REID: That's really, really lovely.
Thank you for joining us. I'm Paula Reid.
JARRETT: Paula, it's so nice to have you the past couple of days. Hope you get a little bit of a break.
I'm Laura Jarrett. "NEW DAY" is next.
JOHN AVLON, CNN ANCHOR: Good morning to our viewers here in the United States and around the world. It is Wednesday, December 29th. I'm John Avlon in with Kaitlan Collins as we hit mid-week. Kaitlan, how are you doing?
KAITLAN COLLINS, CNN ANCHOR: I feel like we're doing pretty well, so far. This new wake-up call is pretty early but I think I'm getting used to it, which is what's the scary part of this.

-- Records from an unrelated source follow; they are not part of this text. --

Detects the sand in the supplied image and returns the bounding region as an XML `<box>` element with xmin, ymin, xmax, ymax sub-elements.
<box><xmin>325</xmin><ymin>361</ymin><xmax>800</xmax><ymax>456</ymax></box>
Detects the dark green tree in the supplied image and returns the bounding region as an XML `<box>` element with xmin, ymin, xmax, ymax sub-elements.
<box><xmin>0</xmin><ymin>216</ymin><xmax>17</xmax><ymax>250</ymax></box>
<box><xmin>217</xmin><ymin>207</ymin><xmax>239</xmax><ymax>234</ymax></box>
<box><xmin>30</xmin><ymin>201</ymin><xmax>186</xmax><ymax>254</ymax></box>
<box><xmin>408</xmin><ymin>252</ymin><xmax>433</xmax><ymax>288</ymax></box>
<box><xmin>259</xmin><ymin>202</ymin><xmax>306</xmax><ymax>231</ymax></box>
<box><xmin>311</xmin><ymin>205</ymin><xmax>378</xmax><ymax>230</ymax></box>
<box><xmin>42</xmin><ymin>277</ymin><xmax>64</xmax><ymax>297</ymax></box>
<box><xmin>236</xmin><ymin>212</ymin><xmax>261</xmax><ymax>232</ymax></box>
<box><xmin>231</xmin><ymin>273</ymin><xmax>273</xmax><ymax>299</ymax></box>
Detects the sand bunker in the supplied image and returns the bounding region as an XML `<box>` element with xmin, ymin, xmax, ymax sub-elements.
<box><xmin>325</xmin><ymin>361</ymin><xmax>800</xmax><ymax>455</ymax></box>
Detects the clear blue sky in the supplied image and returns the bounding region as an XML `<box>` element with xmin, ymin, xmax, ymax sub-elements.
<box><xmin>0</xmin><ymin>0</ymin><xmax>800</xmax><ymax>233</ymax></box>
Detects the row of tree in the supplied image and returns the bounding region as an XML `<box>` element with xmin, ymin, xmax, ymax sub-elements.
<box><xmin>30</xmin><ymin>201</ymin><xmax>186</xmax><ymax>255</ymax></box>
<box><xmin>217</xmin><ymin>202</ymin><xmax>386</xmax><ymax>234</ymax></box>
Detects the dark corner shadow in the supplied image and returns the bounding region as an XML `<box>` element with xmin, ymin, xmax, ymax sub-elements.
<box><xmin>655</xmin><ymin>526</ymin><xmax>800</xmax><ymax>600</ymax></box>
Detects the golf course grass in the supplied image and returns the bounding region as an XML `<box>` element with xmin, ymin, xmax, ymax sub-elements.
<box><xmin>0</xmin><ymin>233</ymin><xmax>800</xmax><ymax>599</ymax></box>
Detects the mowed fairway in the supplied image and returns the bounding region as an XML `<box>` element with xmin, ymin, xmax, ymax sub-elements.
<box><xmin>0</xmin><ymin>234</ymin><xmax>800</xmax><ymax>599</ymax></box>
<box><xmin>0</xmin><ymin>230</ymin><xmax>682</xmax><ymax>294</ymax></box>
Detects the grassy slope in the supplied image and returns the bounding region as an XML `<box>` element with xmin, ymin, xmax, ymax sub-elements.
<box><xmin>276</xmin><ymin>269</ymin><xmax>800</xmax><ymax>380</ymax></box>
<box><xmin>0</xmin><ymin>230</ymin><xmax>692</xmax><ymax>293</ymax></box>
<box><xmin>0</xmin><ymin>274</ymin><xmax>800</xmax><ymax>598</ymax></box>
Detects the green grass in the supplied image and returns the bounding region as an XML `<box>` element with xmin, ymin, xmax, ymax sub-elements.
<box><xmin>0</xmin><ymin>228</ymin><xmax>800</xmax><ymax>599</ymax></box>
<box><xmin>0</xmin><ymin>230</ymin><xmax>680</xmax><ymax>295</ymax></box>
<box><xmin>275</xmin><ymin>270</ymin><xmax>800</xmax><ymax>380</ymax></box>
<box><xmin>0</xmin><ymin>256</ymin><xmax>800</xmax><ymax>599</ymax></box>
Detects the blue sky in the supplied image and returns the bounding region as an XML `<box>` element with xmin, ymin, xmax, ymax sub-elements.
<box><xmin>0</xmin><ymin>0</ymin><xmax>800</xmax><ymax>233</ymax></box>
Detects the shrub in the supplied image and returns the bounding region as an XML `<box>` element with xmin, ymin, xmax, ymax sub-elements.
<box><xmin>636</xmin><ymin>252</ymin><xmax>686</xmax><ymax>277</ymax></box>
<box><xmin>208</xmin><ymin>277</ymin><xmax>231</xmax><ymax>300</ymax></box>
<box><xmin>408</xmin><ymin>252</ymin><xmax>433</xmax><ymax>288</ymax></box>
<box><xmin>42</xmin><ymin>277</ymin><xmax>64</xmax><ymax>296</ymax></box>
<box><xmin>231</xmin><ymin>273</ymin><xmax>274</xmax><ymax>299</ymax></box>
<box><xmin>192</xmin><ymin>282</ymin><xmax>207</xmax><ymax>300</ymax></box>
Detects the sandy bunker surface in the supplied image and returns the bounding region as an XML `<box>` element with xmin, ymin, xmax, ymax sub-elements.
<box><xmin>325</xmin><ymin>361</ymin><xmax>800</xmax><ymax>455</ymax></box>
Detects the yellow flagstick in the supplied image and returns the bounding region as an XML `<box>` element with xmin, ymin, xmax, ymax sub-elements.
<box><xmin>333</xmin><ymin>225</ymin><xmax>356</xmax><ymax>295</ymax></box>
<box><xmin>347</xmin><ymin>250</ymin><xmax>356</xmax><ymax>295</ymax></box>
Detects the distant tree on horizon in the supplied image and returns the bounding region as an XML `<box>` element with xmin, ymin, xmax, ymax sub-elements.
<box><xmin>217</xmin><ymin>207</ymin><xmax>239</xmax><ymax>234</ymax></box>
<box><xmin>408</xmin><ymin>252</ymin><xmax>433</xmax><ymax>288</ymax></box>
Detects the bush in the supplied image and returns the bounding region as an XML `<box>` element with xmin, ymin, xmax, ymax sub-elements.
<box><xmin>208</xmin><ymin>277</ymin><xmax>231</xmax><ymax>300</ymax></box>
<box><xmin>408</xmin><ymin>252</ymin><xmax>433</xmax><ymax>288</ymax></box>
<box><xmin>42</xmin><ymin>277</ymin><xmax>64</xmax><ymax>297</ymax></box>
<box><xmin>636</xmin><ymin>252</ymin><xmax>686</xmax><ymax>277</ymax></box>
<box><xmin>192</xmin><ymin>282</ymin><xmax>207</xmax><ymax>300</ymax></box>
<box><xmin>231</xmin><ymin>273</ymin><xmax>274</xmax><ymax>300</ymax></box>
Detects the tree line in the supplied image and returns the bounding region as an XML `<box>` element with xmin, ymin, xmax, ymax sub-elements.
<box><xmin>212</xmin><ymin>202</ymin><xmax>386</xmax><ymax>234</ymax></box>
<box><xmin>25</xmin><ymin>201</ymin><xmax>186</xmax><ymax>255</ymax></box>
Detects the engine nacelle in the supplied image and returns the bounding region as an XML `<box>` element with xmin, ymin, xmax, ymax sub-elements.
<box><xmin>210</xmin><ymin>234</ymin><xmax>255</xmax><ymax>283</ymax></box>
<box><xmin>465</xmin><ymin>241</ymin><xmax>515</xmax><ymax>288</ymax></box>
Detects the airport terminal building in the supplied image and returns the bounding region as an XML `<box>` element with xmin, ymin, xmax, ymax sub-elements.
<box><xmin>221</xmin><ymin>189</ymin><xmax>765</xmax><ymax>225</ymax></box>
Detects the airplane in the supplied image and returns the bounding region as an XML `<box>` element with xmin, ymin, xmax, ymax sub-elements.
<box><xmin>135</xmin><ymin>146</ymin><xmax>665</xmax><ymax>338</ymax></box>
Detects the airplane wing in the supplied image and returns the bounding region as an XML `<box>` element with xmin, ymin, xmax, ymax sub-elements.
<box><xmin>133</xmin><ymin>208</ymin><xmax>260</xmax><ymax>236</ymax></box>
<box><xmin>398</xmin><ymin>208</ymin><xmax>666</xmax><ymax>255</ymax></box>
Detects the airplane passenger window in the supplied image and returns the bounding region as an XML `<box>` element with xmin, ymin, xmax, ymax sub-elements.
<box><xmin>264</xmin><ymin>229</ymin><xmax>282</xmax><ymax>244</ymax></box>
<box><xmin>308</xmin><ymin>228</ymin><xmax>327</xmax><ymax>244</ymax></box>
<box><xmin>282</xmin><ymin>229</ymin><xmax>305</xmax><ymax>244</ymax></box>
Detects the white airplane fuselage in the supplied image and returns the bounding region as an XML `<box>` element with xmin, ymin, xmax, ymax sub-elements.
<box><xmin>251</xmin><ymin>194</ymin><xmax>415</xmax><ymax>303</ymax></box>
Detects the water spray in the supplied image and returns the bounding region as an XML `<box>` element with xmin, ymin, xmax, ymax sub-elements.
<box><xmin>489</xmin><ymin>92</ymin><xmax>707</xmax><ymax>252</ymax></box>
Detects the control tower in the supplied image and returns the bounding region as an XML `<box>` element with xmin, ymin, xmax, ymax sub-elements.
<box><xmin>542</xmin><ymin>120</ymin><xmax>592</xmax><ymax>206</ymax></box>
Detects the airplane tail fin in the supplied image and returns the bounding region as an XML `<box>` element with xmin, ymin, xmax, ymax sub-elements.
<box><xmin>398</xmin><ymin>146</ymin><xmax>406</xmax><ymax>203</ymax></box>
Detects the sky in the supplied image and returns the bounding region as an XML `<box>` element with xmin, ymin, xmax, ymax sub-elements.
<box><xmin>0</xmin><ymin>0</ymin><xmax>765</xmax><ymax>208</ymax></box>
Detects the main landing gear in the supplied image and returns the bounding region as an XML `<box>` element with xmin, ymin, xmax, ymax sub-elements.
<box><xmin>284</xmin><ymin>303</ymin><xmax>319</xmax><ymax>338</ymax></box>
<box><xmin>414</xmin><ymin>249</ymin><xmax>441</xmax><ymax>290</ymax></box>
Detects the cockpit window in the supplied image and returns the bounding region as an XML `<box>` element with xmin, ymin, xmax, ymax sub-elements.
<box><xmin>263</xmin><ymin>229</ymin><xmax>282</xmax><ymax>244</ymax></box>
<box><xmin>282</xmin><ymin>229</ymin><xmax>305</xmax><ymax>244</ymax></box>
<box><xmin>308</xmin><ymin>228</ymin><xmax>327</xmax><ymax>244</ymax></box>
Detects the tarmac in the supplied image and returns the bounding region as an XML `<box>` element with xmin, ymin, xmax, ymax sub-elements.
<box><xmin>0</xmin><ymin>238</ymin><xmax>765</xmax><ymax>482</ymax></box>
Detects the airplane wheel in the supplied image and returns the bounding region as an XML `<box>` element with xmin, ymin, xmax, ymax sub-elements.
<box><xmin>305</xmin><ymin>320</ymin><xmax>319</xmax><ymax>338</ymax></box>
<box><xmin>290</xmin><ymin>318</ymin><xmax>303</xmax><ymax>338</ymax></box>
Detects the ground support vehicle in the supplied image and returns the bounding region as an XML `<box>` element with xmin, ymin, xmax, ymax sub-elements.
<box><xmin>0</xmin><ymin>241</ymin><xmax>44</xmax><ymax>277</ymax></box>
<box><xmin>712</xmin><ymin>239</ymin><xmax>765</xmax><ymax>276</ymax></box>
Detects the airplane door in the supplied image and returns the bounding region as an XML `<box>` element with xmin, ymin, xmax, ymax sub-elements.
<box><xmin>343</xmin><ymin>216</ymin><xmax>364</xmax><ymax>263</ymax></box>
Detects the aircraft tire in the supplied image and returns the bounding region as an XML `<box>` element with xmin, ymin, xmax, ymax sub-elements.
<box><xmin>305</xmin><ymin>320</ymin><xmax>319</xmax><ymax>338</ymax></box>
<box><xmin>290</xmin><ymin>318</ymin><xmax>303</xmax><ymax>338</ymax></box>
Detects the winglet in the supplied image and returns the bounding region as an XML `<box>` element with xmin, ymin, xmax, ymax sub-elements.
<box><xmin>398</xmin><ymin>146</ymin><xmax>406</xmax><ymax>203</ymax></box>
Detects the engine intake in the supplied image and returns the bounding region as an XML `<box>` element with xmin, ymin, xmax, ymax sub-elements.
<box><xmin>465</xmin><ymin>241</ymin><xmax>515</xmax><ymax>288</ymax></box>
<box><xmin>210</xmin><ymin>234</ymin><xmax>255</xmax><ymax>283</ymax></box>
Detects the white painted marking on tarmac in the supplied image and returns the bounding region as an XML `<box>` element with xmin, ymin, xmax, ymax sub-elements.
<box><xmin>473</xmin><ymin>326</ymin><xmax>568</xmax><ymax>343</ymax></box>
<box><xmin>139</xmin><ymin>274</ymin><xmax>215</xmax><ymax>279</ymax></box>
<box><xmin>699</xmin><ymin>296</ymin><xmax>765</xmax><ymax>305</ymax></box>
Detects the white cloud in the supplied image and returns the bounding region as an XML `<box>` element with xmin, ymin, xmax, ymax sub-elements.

AVLON: I think you're getting in the groove.
All right, we are following three big news stories this morning.
The U.S. shattering its record average of daily COVID cases, and the CDC slashing estimates of the Omicron variant's prevalence.
Plus, the political world and the sports world are mourning the death of two American giants, Harry Reid and John Madden.
But first, to the pandemic. The U.S. hitting a record seven-day average of more than 265,000 new coronavirus cases on Tuesday as two highly contagious variants fuel surges across the country. But we should note that the number of hospitalizations are not rising at the same rate to date.
Meanwhile, the CDC now lowering its estimate of the prevalence of the Omicron variant in the U.S. last week from 70 to 59 percent.